Our New State
by J.D. Hibbitts


The rolled towels jammed in the sills
covered sooty windows caked smoky gray
from the coal-fed chimney breath
of our buckeye wood stove. The night
before, my uncle fed it the last
few shovels of indigo nuggets as I
wedged the sun-faded cotton threads
between wood grain and December airspace—
my breath, thick against the pane,
tasted each remembered winter inside.

I saw orange groves past the spotted
clumps of frozen grass blades spread
up through the rusted bones of tractors.
Just beyond the field, littered with chopped
stalks of tobacco from our last harvest,
I tasted the citrus air of a place that
I knew to be better than where I stood.

We moved boxes hastily into the porous
bed liner of our farm truck the next morning;
stacking each by weight and intrinsic value
into rectangular dimensions. Lesser trinkets
of memory rested on the apex of our load
in case my uncle whipped a curve too fiercely
for them to cling to our leaving.
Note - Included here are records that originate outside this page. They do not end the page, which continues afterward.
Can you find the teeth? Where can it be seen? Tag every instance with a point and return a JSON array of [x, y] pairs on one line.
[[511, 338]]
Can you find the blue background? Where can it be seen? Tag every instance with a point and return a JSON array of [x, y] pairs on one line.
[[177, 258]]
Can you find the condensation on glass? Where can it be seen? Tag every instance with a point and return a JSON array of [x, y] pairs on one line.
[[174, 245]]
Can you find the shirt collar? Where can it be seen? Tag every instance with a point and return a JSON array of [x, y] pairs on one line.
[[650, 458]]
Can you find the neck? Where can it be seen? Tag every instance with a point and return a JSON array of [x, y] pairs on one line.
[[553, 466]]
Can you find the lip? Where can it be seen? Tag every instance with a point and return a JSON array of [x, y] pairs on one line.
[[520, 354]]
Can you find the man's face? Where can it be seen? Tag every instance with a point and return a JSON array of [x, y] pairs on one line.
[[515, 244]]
Too many

I left stacked near the smoldering ash heap,
cooling on a morning for forgetting. How
often I see the transitory gape of a forced
smile as my mother smoothed my uncombed hair.
Each space left ajar from our frantic exit
froze to me with subtle conviction. I latched
the flap of wood closed whose walls feel like
a succession of doorways to me now. Sometimes
swinging open accidentally. Always closing.

We drove one mile across popping gravel,
leaving the frozen sun fabric in the space
where the air of my state hovered. The
distant groves remained beyond the mount curve
of bare branch willows beside the sluice stream


and twisted vein of apple trees in withdrawn
budding as we silenced our engine. Nothing
else to place as we unloaded our cardboard
squares into ice pane glass and tin once more.